Erik looked at the com unit in his hand for a moment, then
lifted it to his mouth and said, “Understood. Gunnarson out.”

He put down the com unit and returned his attention to
Jewel. He stared at her.

She embarrassed herself by beginning to squirm
uncomfortably. “You’re doing it again,” she told him. “What is it?”

Erik shook his head. “I suppose it doesn’t actually matter.”

“What doesn’t matter?”

“It doesn’t matter which story is true. I like you. I’d
support you either way.
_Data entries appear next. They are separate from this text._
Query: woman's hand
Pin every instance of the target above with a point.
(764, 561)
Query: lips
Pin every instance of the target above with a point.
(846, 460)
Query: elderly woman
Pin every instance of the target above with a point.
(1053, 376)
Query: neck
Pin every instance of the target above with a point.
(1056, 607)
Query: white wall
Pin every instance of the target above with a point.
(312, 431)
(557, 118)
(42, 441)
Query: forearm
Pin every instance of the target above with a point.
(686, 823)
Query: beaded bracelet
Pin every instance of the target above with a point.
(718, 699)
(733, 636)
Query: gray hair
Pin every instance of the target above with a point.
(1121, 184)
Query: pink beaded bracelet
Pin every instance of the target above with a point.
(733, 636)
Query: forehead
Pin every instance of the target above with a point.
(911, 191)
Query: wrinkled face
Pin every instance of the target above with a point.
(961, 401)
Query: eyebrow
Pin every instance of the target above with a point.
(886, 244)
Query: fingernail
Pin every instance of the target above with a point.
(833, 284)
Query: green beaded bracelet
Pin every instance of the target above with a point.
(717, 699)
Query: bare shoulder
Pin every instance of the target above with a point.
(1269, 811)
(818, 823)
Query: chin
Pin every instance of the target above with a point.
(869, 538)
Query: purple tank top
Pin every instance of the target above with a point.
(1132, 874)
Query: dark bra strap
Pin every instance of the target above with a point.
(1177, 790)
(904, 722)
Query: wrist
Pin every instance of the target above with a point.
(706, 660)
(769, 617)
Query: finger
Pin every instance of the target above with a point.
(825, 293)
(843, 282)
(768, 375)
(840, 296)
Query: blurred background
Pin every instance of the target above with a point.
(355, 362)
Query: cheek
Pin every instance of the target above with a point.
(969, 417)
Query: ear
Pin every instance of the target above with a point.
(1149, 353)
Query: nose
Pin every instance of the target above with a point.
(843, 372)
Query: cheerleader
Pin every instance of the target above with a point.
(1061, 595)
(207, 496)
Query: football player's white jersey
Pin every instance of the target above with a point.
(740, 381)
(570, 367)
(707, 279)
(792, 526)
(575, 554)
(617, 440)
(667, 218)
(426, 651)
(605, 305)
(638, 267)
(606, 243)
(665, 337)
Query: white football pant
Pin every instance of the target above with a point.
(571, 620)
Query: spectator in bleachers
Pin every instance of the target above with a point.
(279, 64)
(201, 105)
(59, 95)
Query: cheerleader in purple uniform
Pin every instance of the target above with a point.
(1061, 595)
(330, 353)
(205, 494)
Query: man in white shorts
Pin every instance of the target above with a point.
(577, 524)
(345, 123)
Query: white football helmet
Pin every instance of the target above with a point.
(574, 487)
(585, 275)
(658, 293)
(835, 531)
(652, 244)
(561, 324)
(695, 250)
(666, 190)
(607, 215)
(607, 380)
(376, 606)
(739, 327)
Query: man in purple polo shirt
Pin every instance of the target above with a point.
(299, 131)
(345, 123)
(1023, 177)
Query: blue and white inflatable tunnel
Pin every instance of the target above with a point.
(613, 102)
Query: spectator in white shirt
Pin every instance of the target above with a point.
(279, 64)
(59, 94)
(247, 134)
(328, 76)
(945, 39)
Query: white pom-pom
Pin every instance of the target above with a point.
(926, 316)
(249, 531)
I’m just trying to understand why Intrepid’s death
bothers you so much.”

“And I have no idea what you’re talking about,” Jewel told
him. “Why doesn’t Intrepid’s death bother you?”

“Oh it does,” Erik assured her. “I’m completely with you on
this one. I think we reached too far in this system and that Intrepid’s death
is indefensible. If it had been up to me, we wouldn’t have tried to mine the
armenium at all. I’d have slipped the location of this moon to the Ymirian
Government in Exile and let them use it as they see fit.

“But you I can’t figure out. If you’re who you say you are—a
young woman caught up in her parents’ scheme to become a Cartelite—then using
Intrepid to help you get what you want shouldn’t bother you at all. And if
you’re who Brüning says you are—a genuine Cartelite in your own right—then one
poor miner—or a thousand of them—should matter even less. So why do you keep
arguing that we should stop trying to increase our fortunes and worry about the
human cost?”

Embarrassment colored Jewel’s cheeks—a problem that might
have been less noticeable if her parents had left her with her natural skin
tone. “Is that what you really think of the Cartelites?”

“It’s what everyone thinks of them,” Erik assured her.
“They’re greedy, capitalist industrialists who care more about a single solar
than they do about a roomful of impoverished schoolchildren.”

Jewel’s embarrassment turned to shame. The worst part was
that she couldn’t even argue that Erik was exaggerating. She’d had far too many
peers who felt exactly as Erik said they did. Still, she had to say something.
“I guess that proves that I’m not a Cartelite then, because I don’t think money
is worth dying over.”

“I know, you said that before,” Erik reminded her. “What I’m
trying to figure out is do you feel that way because you’ve always had so much
money you’ve never had to worry about it? Or is it because you’ve always had so
little you learned to do without it?”

He stood up. “You don’t have to answer that. It doesn’t
really matter to me either way. I’m just enjoying trying to figure you out.”

He picked up his cold-weather coat and brushed at something
on the front of it.

The whole front of the garment sloughed off. “What in the
Void?”

Jewel sprang to her feet and ran over to figure out what had
happened. The winter weather gear consisted of five layers of a tough synthetic
compound that trapped heat against the body, moisture outside, and still let
the wearer’s skin breathe. The top three layers of Erik’s coat had fallen to
the floor in a mess that looked little like cloth anymore. The fourth layer was
coming apart almost as they watched. “How did this happen?” she asked.

In sudden recognition of her own potential danger, Jewel
looked down at her own coat and found the outer layer of her garment crumbling
away. The damage wasn’t nearly as far along as that in Erik’s coat, but it was
happening just the same.

She looked back at Erik. “How?” she asked him.

The expression on his face made it obvious he had no idea.